Given the international focus of this blog, it’s not often that I watch home-grown British crime drama. But having caught the first episode of BBC One’s Happy Valley, I’ve been completely gripped, and tonight’s hotly anticipated finale did not disappoint. This hard-hitting six-part series, which traces the fall-out from a kidnapping in the West Yorkshire valleys, is superbly written (by Sally Wainwright) and directed (by Wainwright, Euros Lyn and Tim Fywell). Lead actress Sarah Lancashire gives an *absolutely outstanding* performance as policewoman Catherine Cawood, with an excellent supporting cast.

I’m prepared to say that this is the best crime drama I’ve seen all year, with perhaps one exception … the New Zealand crime drama Top of the Lake, which I watched on DVD in March (aired on BBC Two in 2013). It’s equally well written (by Jane Campion of The Piano and Gerald Lee) and directed (by Campion and Garth Davies), with Elisabeth Moss of Mad Men in the lead role of Detective Robin Griffin. This time, the investigative focus is on the disappearance of a twelve-year-old schoolgirl, Tui Mitcham.

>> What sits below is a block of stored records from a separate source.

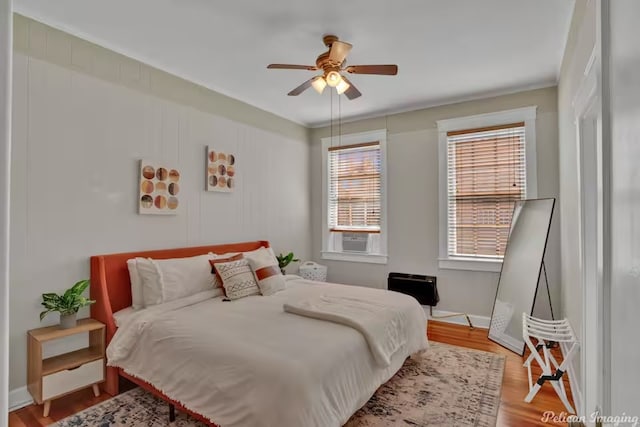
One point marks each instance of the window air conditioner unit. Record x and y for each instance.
(355, 242)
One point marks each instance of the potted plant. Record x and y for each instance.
(66, 304)
(284, 260)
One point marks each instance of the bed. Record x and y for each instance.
(245, 362)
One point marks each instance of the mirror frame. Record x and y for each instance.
(535, 294)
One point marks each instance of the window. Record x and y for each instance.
(354, 197)
(487, 167)
(354, 188)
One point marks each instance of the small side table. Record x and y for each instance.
(65, 373)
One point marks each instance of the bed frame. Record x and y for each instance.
(111, 289)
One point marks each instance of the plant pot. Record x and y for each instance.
(68, 321)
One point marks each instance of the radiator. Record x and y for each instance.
(422, 288)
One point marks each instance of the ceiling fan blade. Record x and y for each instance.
(389, 70)
(304, 86)
(339, 51)
(352, 92)
(292, 67)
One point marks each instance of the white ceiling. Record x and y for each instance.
(446, 50)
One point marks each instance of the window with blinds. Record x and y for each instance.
(354, 188)
(486, 174)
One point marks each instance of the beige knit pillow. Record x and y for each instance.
(237, 279)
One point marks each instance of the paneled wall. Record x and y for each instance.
(80, 128)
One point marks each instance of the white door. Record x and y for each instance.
(590, 170)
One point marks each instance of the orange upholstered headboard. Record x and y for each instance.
(111, 288)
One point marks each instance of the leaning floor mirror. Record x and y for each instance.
(521, 269)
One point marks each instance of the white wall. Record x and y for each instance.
(624, 79)
(412, 157)
(6, 33)
(80, 127)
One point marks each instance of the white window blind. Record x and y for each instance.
(486, 174)
(354, 188)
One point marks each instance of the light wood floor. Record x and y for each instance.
(513, 410)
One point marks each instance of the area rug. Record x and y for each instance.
(446, 386)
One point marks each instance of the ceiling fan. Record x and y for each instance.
(332, 64)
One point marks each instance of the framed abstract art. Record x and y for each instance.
(159, 189)
(221, 171)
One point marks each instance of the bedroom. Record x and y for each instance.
(85, 112)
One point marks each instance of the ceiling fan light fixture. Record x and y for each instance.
(333, 78)
(342, 86)
(319, 84)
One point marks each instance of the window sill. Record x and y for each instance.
(471, 264)
(355, 257)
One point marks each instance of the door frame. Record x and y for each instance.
(592, 394)
(6, 52)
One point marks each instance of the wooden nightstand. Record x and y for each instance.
(59, 375)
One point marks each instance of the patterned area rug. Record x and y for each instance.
(447, 386)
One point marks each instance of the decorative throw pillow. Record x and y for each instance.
(237, 279)
(217, 281)
(266, 271)
(137, 299)
(165, 280)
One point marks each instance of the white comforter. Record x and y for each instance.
(383, 325)
(248, 363)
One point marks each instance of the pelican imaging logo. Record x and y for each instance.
(159, 189)
(563, 418)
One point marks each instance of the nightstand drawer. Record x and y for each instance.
(65, 381)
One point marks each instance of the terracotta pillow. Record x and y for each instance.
(217, 281)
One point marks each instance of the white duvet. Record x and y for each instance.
(249, 363)
(383, 325)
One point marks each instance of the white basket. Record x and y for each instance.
(313, 271)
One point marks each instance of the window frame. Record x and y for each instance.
(381, 256)
(526, 115)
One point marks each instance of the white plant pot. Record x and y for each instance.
(68, 321)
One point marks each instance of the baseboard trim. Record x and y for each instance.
(478, 321)
(19, 398)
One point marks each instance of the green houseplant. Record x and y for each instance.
(66, 304)
(284, 260)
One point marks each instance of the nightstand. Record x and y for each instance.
(65, 373)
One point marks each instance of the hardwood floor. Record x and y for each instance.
(513, 410)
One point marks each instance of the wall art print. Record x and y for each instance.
(221, 171)
(159, 189)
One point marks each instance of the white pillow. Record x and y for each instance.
(165, 280)
(266, 270)
(237, 279)
(137, 299)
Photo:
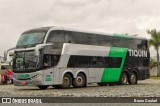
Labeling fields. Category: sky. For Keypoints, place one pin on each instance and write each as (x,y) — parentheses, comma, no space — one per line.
(111,16)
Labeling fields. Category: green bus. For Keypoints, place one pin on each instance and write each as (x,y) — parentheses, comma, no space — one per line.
(64,58)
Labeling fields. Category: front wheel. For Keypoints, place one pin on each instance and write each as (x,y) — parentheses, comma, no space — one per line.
(67,82)
(80,81)
(133,78)
(42,86)
(123,79)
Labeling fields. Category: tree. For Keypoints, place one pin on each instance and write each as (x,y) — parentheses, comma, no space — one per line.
(155,42)
(153,63)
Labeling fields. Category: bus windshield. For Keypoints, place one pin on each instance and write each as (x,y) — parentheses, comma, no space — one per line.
(30,39)
(26,60)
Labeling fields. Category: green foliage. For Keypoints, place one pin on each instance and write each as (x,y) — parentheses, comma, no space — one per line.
(155,38)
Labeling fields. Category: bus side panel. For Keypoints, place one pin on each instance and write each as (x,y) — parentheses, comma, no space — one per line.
(113,74)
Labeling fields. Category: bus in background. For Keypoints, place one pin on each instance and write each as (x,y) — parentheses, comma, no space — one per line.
(6,66)
(62,57)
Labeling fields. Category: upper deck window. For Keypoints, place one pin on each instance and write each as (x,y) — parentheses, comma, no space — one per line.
(31,38)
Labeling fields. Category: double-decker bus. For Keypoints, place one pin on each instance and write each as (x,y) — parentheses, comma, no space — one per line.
(63,57)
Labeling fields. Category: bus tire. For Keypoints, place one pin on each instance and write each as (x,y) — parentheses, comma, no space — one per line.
(123,79)
(56,86)
(133,78)
(67,82)
(101,83)
(42,86)
(80,81)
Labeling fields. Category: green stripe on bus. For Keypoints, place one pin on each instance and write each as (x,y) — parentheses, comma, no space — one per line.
(113,74)
(122,35)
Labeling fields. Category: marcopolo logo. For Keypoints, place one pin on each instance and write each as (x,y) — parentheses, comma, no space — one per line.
(138,53)
(6,100)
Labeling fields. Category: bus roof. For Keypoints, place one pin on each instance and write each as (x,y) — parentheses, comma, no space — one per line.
(85,31)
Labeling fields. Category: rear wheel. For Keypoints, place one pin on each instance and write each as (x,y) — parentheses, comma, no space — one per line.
(80,81)
(56,86)
(67,82)
(123,79)
(102,83)
(133,78)
(42,86)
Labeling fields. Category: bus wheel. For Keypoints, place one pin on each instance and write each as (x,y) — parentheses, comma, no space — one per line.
(42,86)
(56,86)
(67,82)
(102,83)
(80,81)
(123,79)
(133,78)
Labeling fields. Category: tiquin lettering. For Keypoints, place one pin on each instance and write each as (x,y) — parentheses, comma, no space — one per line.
(138,53)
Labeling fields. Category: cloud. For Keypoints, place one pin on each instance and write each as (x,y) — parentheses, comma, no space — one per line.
(112,16)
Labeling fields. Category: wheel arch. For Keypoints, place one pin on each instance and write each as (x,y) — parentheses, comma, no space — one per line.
(134,71)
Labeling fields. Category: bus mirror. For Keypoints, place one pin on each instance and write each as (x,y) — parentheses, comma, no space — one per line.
(40,46)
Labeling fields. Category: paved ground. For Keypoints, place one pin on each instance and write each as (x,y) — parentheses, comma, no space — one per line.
(145,88)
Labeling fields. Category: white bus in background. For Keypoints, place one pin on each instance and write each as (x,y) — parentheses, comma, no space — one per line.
(63,57)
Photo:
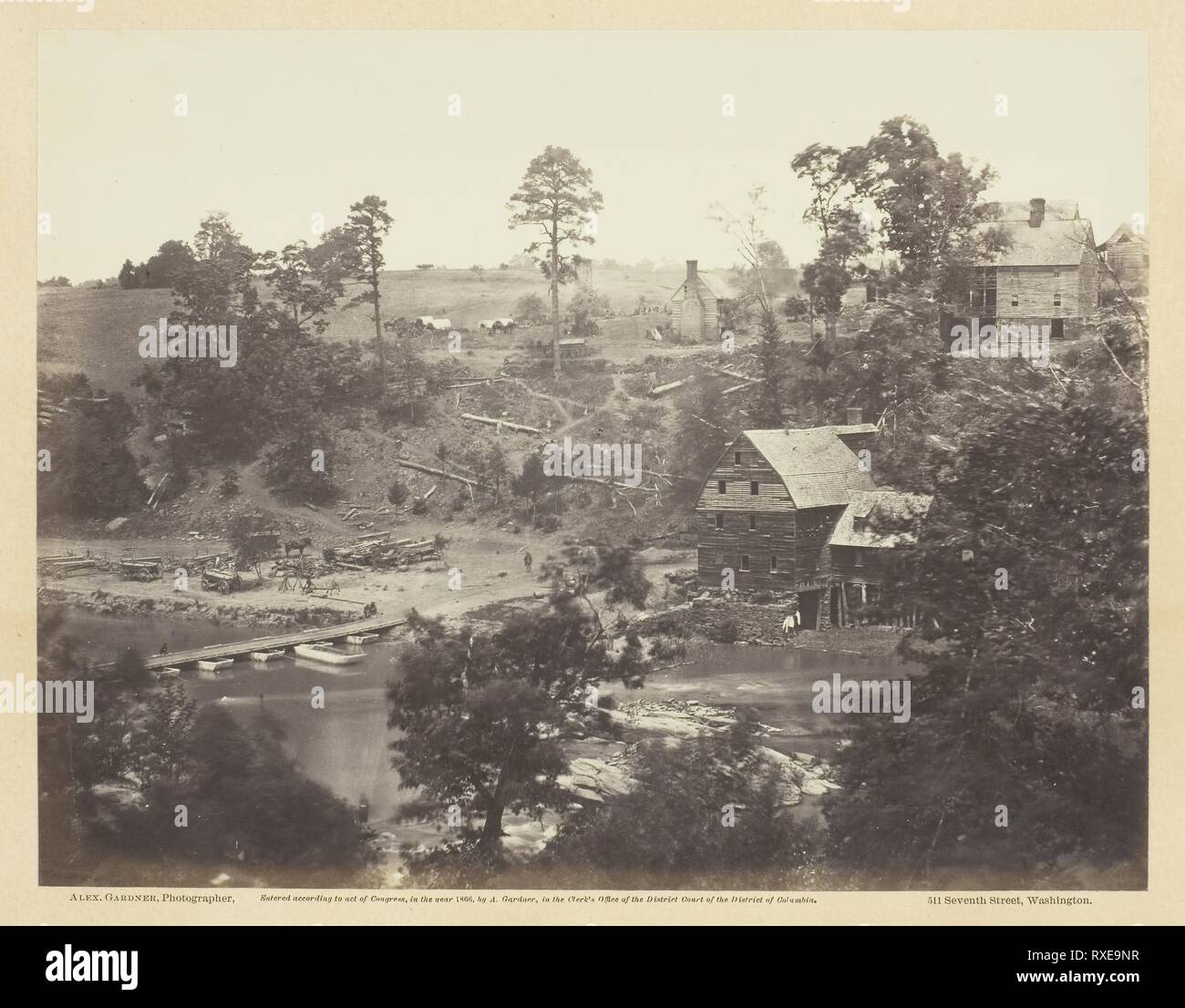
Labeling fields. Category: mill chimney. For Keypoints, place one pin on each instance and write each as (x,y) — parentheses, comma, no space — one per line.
(1036,212)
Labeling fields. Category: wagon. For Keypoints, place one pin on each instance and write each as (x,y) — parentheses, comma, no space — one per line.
(224,581)
(140,570)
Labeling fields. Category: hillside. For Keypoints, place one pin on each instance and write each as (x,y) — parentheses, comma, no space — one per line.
(96,331)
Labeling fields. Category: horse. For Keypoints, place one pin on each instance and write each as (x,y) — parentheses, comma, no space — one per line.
(299,545)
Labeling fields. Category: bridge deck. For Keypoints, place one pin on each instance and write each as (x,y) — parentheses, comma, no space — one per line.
(238,648)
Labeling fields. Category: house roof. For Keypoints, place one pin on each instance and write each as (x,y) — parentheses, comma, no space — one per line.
(818,469)
(717,283)
(1125,231)
(1056,243)
(888,519)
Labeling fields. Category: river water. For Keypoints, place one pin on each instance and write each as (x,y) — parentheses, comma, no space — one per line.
(345,746)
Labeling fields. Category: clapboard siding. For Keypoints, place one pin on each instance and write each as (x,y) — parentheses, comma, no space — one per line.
(1035,289)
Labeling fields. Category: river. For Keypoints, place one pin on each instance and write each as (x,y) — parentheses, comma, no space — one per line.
(345,746)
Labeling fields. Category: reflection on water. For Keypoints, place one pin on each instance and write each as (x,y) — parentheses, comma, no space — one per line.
(345,746)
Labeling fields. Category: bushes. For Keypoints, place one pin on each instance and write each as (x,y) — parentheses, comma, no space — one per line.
(397,493)
(727,632)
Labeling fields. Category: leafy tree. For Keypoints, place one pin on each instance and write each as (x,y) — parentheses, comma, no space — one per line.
(91,470)
(704,429)
(300,463)
(531,481)
(482,719)
(670,832)
(620,570)
(844,233)
(557,197)
(1031,583)
(307,283)
(928,204)
(170,263)
(530,309)
(771,370)
(585,307)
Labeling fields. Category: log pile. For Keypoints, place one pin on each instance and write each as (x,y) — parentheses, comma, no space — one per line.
(380,552)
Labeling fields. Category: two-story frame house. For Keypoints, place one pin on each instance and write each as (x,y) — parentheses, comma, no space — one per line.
(1047,273)
(798,510)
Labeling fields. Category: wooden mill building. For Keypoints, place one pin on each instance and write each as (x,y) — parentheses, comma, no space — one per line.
(1127,255)
(1046,275)
(797,510)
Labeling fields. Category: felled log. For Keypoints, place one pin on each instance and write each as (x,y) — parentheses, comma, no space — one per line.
(499,423)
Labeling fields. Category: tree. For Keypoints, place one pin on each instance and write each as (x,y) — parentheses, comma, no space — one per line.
(585,307)
(301,462)
(170,263)
(557,197)
(844,232)
(482,719)
(243,534)
(91,473)
(1031,581)
(366,226)
(771,255)
(530,311)
(771,370)
(308,282)
(704,429)
(747,232)
(670,833)
(531,481)
(928,204)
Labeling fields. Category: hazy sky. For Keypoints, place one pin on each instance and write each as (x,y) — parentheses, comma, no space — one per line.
(285,125)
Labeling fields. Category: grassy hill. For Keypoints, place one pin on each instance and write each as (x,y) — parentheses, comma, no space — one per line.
(98,331)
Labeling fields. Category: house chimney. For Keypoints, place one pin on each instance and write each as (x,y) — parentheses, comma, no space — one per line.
(1036,212)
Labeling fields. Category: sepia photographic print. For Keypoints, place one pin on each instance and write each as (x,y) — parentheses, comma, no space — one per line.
(650,462)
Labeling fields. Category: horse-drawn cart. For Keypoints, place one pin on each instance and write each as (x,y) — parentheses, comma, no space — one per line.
(224,581)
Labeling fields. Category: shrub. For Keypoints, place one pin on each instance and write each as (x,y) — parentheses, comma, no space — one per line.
(397,493)
(726,633)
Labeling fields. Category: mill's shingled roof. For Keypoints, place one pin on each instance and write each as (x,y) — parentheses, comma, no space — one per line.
(888,518)
(1056,243)
(818,469)
(1017,210)
(717,284)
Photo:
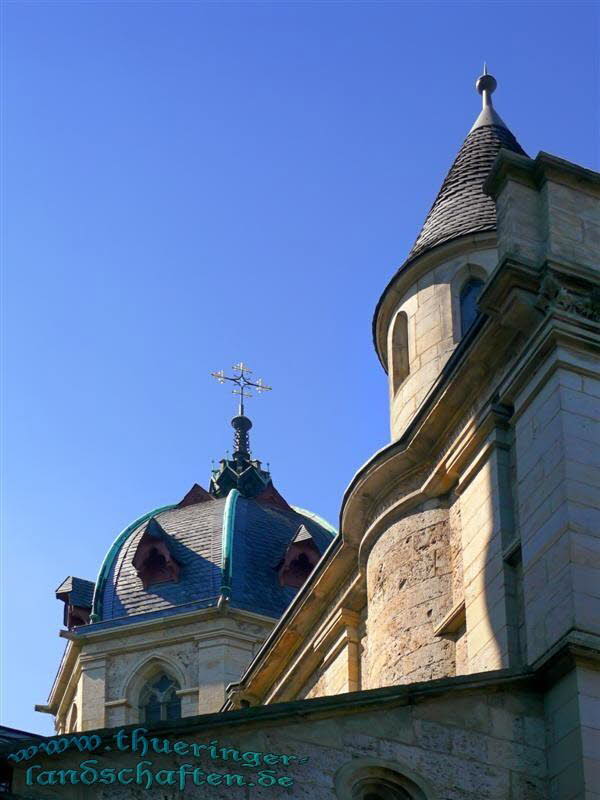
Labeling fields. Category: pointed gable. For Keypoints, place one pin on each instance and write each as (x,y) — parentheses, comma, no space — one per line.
(300,559)
(153,560)
(195,495)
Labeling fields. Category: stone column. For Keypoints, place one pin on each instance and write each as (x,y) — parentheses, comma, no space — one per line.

Aside from their quality, the dramas have a striking number of things in common:
- Both feature wonderfully strong female investigators, who have each experienced the impact of crime in their own lives. These past traumas – and their identities as women and mothers – shape their responses to the crimes that they witness in the present.
- There is a focus on gender and power, with both dramas showing women having to negotiate and survive extreme male violence. (There’s been media debate about whether Happy Valley is too violent, but in my view, it effectively illustrates the reality of certain types of crimes and isn’t gratuitous). In each case, older women step in to protect younger women when they can.
- Both dramas are set in socially deprived areas, where criminality has become a way of life for many. But they also point a finger at the supposedly respectable middle classes, who are not as morally upstanding as they pretend to be (there’s a nice touch of Fargo in Happy Valley).
- Each makes excellent use of landscape – the importance of which is indicated by the series’ titles. Top of the Lake uses haunting images of New Zealand’s South Island to suggest the isolation of its central characters. Happy Valley’s ironic title and the rolling Yorkshire countryside are used to highlight the disparity between the physical beauty of the setting and the violence within it. (Thanks are due to Elena, whose cracking post on True Detective and its use of landscapes got me thinking about this aspect of the dramas).
- And I know I’m repeating myself, but …. fantastic actresses in complex, nuanced, gritty, challenging, leading, female investigator roles. More, more, more of these women please!

Elisabeth Moss as Det. Robin Griffin.
If you haven’t yet had a chance to see these dramas, then you have a treat of the highest order before you. Enjoy!
Good news: it looks like there could be a second series of Happy Valley according to this Radio Times interview with Sally Wainwright. Warning: Lots of spoilers!